Blog home page | Blog archive

Google   Bookmark and Share

Date published: 2005/12/06

The BBC says:

Marriage is being "downgraded" by government policies, a former High Court judge has warned.

In a speech on Monday, Dame Elizabeth Butler-Sloss said the loss of tax perks meant there was no financial incentive to marry or stay married.

She said the lack of financial help was "a wasted opportunity" to support an "undervalued" section of the public.

Her comments came as religious groups warned civil partnerships, which became law on Monday, may undermine marriage.

Until her retirement in April, Dame Elizabeth was in charge of the High Court's Family Division where she oversaw some of the UK's most high-profile divorce cases.

Delivering the Bar Council lecture in central London on Monday, she said growing divorce levels should concern the whole of society because they could affect the wider community and even the economy.

"This outcome which contributes to the downgrading of the status of marriage is particularly sad since the statistics show that marriage remains the most stable of all relationships between men and women, even with the incidence of divorce," Dame Elizabeth said.

The advantages of marriage were now "not sufficiently trumpeted", she added.

Statistics released in August showed the total number of divorces in the UK during 2004 increased slightly compared to 2003 to reach just over 167,000.

Dame Elizabeth also criticised the exclusion of heterosexual couples from civil partnerships ceremonies which give legal recognition to the relationships of homosexual couples.

"There are many cohabiting couples who have no idea of the legal pitfalls if they separate acrimoniously or die without making proper provision for the other partner," she said.

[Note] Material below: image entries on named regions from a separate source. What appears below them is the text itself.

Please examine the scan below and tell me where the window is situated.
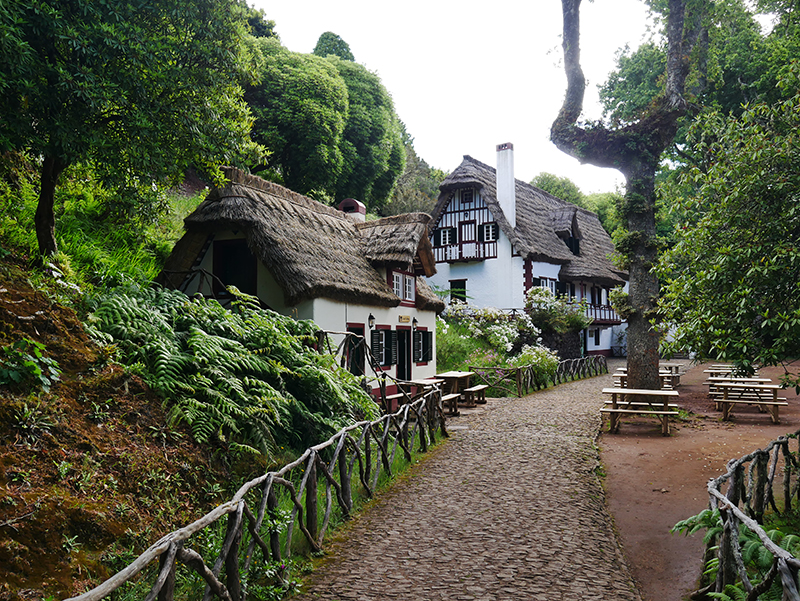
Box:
[414,330,433,363]
[478,223,499,242]
[370,326,397,367]
[392,271,403,298]
[539,278,556,296]
[403,275,417,302]
[433,227,456,246]
[214,238,256,296]
[450,280,467,303]
[391,271,417,303]
[564,236,581,256]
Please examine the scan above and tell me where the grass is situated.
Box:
[0,159,203,300]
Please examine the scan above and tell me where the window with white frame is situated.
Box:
[439,227,456,246]
[403,275,417,301]
[392,271,403,298]
[539,278,556,296]
[392,271,417,302]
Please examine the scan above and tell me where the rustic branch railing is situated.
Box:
[469,355,608,397]
[65,390,447,601]
[692,430,800,601]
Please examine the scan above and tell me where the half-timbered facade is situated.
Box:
[430,144,627,355]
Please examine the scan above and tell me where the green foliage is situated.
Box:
[314,31,356,61]
[0,0,260,254]
[530,171,589,209]
[245,38,349,194]
[381,131,447,215]
[525,287,592,334]
[90,288,377,457]
[327,56,405,209]
[658,69,800,386]
[672,509,800,601]
[599,42,667,125]
[436,303,558,381]
[0,338,61,392]
[11,403,55,445]
[0,154,202,290]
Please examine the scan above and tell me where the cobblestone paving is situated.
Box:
[296,376,640,601]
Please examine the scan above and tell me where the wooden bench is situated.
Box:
[442,392,461,415]
[714,382,789,424]
[462,384,489,407]
[600,388,678,436]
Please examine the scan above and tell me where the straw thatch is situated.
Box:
[162,168,444,311]
[431,155,627,286]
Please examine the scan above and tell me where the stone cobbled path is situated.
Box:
[295,376,640,601]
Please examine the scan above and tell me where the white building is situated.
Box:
[429,144,627,355]
[158,169,445,404]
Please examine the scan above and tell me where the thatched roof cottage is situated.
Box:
[429,144,627,355]
[159,168,444,398]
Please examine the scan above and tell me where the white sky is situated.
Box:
[250,0,647,194]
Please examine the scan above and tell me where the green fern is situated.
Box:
[89,288,378,456]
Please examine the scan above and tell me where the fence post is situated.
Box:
[225,501,244,601]
[306,452,317,540]
[267,483,281,563]
[337,442,353,517]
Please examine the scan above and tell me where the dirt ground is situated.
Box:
[598,361,800,601]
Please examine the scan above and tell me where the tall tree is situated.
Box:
[327,55,405,210]
[245,38,349,196]
[382,126,447,215]
[659,67,800,387]
[530,171,588,208]
[551,0,706,389]
[0,0,258,255]
[314,31,356,61]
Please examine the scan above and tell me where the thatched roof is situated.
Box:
[432,155,627,286]
[159,169,444,311]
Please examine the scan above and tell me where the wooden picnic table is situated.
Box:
[600,388,678,436]
[397,378,444,401]
[714,382,789,424]
[703,376,772,396]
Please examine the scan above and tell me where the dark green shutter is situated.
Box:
[370,330,383,365]
[386,330,397,365]
[422,332,433,361]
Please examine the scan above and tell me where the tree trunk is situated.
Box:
[550,0,701,389]
[33,155,67,257]
[625,164,661,390]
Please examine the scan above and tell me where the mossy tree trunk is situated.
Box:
[550,0,703,389]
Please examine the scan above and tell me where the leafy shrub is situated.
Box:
[525,287,592,334]
[89,286,378,457]
[0,338,61,392]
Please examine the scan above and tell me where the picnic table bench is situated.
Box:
[714,382,789,424]
[463,384,489,407]
[600,388,678,436]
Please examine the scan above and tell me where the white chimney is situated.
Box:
[497,142,517,227]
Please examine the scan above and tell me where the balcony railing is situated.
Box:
[586,305,622,325]
[433,242,497,263]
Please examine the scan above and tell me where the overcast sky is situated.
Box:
[250,0,647,194]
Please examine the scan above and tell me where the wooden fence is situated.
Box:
[469,355,608,397]
[692,430,800,601]
[65,391,447,601]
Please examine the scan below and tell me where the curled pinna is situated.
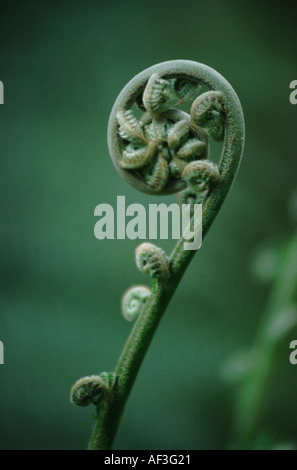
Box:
[108,60,243,194]
[70,372,116,406]
[135,243,170,281]
[122,286,151,321]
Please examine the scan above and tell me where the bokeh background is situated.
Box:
[0,0,297,449]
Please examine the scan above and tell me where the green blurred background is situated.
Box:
[0,0,297,449]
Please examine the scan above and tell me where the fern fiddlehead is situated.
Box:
[72,60,244,450]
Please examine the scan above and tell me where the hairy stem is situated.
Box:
[89,186,234,450]
[234,236,297,448]
[82,60,244,450]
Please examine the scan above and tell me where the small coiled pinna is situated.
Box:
[70,372,116,406]
[182,160,221,193]
[135,243,170,281]
[122,286,151,321]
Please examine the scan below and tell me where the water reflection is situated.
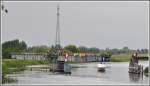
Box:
[5,62,148,84]
[129,73,143,82]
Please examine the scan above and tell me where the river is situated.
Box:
[4,61,149,85]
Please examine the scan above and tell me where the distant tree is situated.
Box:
[2,39,27,58]
[64,45,79,53]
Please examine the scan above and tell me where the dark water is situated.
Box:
[4,61,149,85]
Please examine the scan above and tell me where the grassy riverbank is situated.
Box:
[2,59,48,83]
[111,54,148,62]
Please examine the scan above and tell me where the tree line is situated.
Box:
[2,39,148,58]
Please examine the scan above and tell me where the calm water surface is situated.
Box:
[4,61,149,85]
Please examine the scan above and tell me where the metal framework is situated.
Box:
[55,4,61,50]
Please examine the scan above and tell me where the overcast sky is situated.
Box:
[2,1,149,49]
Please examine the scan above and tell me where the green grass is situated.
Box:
[2,59,49,83]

Unbelievable that a judge (former or not) could utter such drivel. Is she suggesting that people should get married because of financial incentives? Aren't there supposed to be better reasons than that? Married people still have tax perks (e.g. there is no inheritance tax and capital gains tax allowances can be shared). And what does such a tax perk mean? It is simply saying that non-married people should for some obscure reason be subsidising married people. Why? Are married people somehow inherently more moral or worthy citizens? And her quotation of statistics is a classic confusion of correlation and causation. But why would anybody expect a judge to understand that important distinction after a lifetime in the legal profession? You have to wonder about her rulings if this is how she thinks. And her final complaint rings very hollow. It is exactly people like her who have made sure that cohabiting couples have less rights than married people. If she is so concerned about them then tell government and married people to grow up and give non-married people equal rights (especially equal tax rights) instead of trying to make the inbalance worse.